Just my opinion, but I have pretty much thought this one to death.
I hunt in Pennsylvania and I drive a big four wheel drive.
I often times go in and out of trails with my truck and it is hard to get a truck in and out of the woods without a hoist - let alone with something sticking out of the hitch 3 feet, or carrying it in the bed for a couple of weeks while I hunt.

There is a lot of aspects to look at when designing a Jib Crane for a truck.
If you mount it to one bed side - it puts a lot of stress on that sides quarter panel and braces under the bed and causes lots of issues. You see these barrel hoists from time to time in the Harbor Freight paper.

The hitch mount ones is ok - if you can get it big enough to hoist the deer / elk etc high enough to get it in the bed, but in the end, you need a second winch for large animals to pull it into the bed. Even using round tube pipe - it is hard to get it to spin in the bore of a smaller pipe when there is a lot of weight on the hoist.

Third - have you checked the price of new steel lately?
By the time you buy the box steel to go in the receiver and buy the box steel or pipe and plate to make the gusset's and wire or rod to weld and paint - plus a hand winch - you are looking at spending several hundred dollars. It's a lot of money for something you might use once or twice a year.
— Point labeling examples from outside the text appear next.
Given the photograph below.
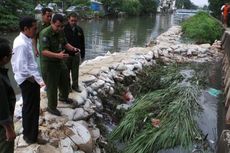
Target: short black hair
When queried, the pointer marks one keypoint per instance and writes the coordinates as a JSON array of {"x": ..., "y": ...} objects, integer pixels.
[
  {"x": 26, "y": 22},
  {"x": 58, "y": 17},
  {"x": 5, "y": 48},
  {"x": 73, "y": 14},
  {"x": 46, "y": 9}
]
One or two of the pictures I saw posted didn't look bad, but a bunch of them looked pretty crude - like as if someone was afraid of getting blood on their shop floor or on their driveway.

a 50 lbs deer - you can hang from a branch of your apple tree in your yard, you don't need some fancy skinning post - to do that.

a 1000 lbs elk - the mast style jib crane is going to weigh almost as much as the Elk!